The same argument applies to these ideas: they are abstracted from what the clients actually wants to do, what makes sense to them outside of crude numerical calculations.

FCA third test

And what of the third FCA test: to document the potential risks? ChatGPT really has only one sentence to say about that:

“Based on our analysis of [name’s] situation, we believe the investment strategy and recommendations outlined in this report are suitable to achieve their long-term financial objectives with low to medium risk. However, we recommend that they review their financial plan on a regular basis and adjust it as needed to ensure that it remains in line with their evolving financial objectives.”

You can see how the regulator would think the client hasn’t been fully informed of the downsides after that.

This shows the crux of the problem of allowing such automation to dictate the contents of advisory reports.

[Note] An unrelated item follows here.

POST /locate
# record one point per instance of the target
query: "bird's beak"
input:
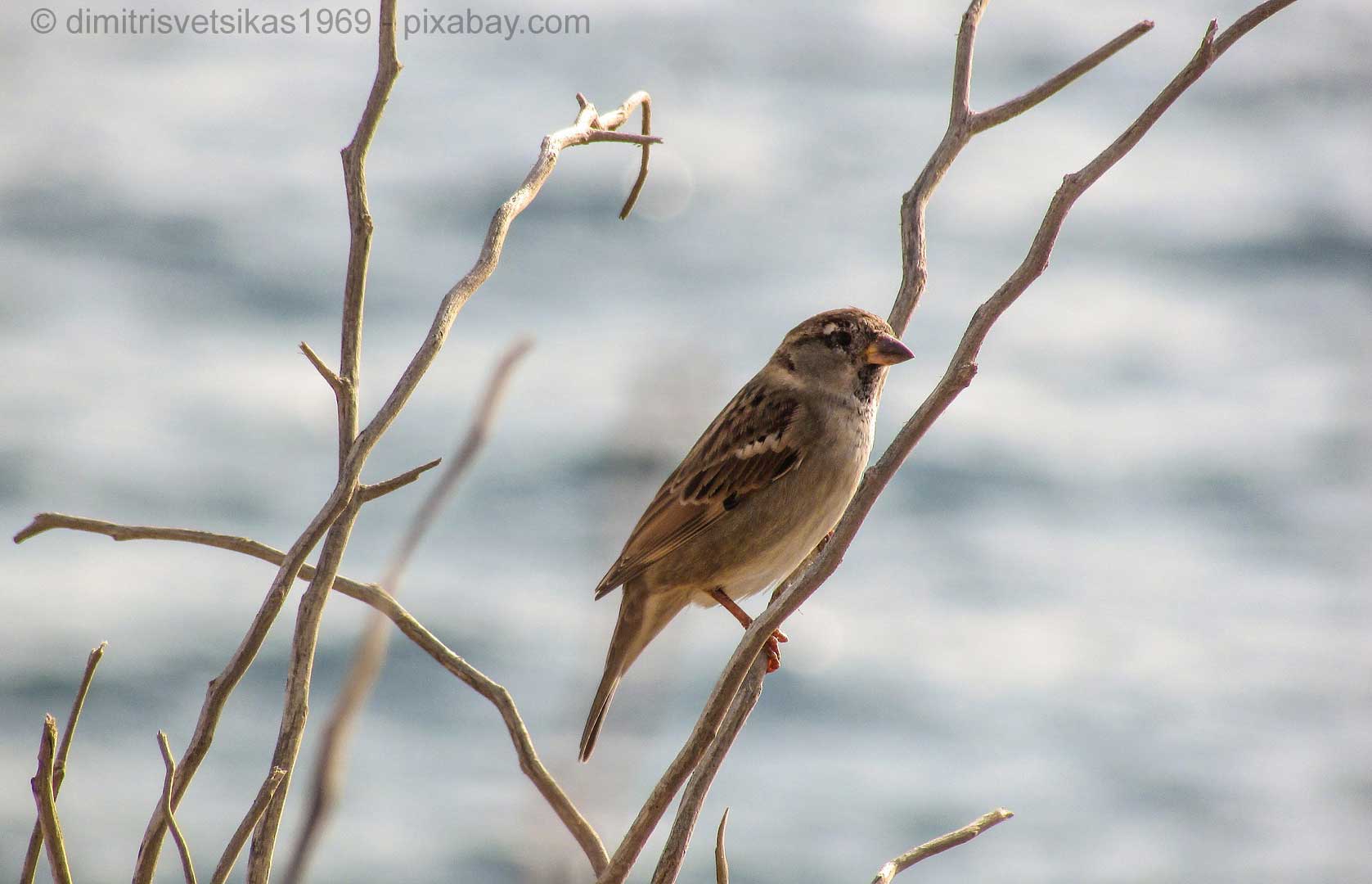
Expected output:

ChatGPT will be able to give you common reasons for recommendations. It might even be able to parse the web for the latest tax rates. But what it won’t be able to do is ask your client exactly what their aims and objectives are. What they want out of life. What they actually want their money to do for them.

Embedding AI in your processes

But that is no reason to abandon the tool altogether. On the contrary, it highlights where advisers can leverage ChatGPT’s strengths while being able to focus on their own.

What ChatGPT might be able to do is some formatting tasks. Imagine being able to take unstructured notes from a meeting, and turn them directly into the format, style and tone that best works for your firm, that is clearest to the client to and to the regulator.

Your paraplanner, in a few years’ time, might be the person best versed in that process. That would continue the worthy transition from glorified administrator to valued technician that that profession is currently experiencing.

The key here is the potential time saving as well as the clarity of formatting or semantics. So many of the man hours in an advice firm aren’t taken up by the meetings themselves. They are taken up by the documentation of those meetings, of communicating what comes next to the client and why.

So many advice firms already template reports to varying degrees. Using AI to generate some of those sections isn’t exactly a leap into the unknown.

Outside of suitability reports, the implications of ChatGPT for advice firms are huge. Some clients – though by no means all – like their weekly/monthly/annual updates from their adviser on how markets are doing. There’s no reason ChatGPT can’t just pull the best of the web together for you to illustrate the most significant changes that period, rather than business owners spending crucial time writing these newsletters and not concentrating on where the firm is going.

AI is no panacea for advisers. But don’t doubt it could have a whole bunch of uses for your firm.